Book Review: Finding Mighty

The calls for more diverse books, more diverse characters and more diverse writers has certainly paying off with a slew of amazing stories for audiences of all ages, providing different perspectives on experiences. I’ll put Sheela Chari’s Finding Mighty in that category, although her story would clearly hold up even without this talk of diversity.

Finding Mighty is a mystery story, of sorts, with a small group of urban New York City youths searching for hidden diamonds. The setting is the city itself, with Parkour being part of how young people navigate the landscape. Graffiti art and family history, and a rotating narrative view of different characters all provide tension and atmosphere that moves this story along.

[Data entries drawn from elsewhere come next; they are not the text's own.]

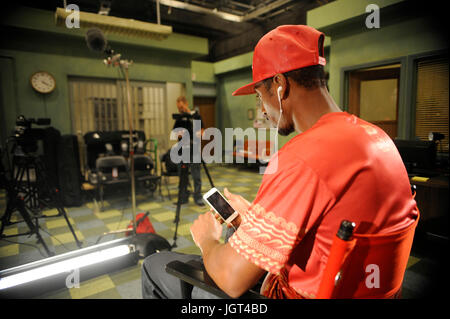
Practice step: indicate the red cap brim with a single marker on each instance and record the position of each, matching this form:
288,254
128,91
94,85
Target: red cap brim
246,89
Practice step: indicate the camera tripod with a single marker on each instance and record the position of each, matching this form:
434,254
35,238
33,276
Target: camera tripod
184,169
23,194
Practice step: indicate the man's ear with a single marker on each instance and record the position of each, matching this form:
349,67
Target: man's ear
280,80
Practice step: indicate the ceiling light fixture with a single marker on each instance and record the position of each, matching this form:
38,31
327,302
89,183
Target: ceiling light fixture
109,24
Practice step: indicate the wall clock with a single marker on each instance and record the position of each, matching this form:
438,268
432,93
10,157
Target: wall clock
43,82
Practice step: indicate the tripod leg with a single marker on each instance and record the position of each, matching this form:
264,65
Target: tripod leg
33,228
63,212
184,170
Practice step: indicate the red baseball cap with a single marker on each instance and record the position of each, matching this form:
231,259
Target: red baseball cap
286,48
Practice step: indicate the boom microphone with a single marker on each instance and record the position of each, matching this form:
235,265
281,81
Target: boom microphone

While one of the main characters, Myla, is Indian-American and the other, Peter, is African-American, (and one of their friends is white with Netherlands roots), this range of ethnicity is part of the fabric of the story itself. Chari addresses the difficulty of assimilation and retaining cultural connections, but only in service to the story. We understand these characters better as a result as they develop friendship and kinship, and perhaps, we come to understand each other, too.

I enjoyed the ways the kids put together the clues they find, and how the family histories are part of the mystery, and the way that the city itself was nearly a character — with subway trains and tracks, the old Aquaduct water system as part of a map,  historic houses, and more. It’s all woven together nicely.

This book is very appropriate for upper elementary and middle school students.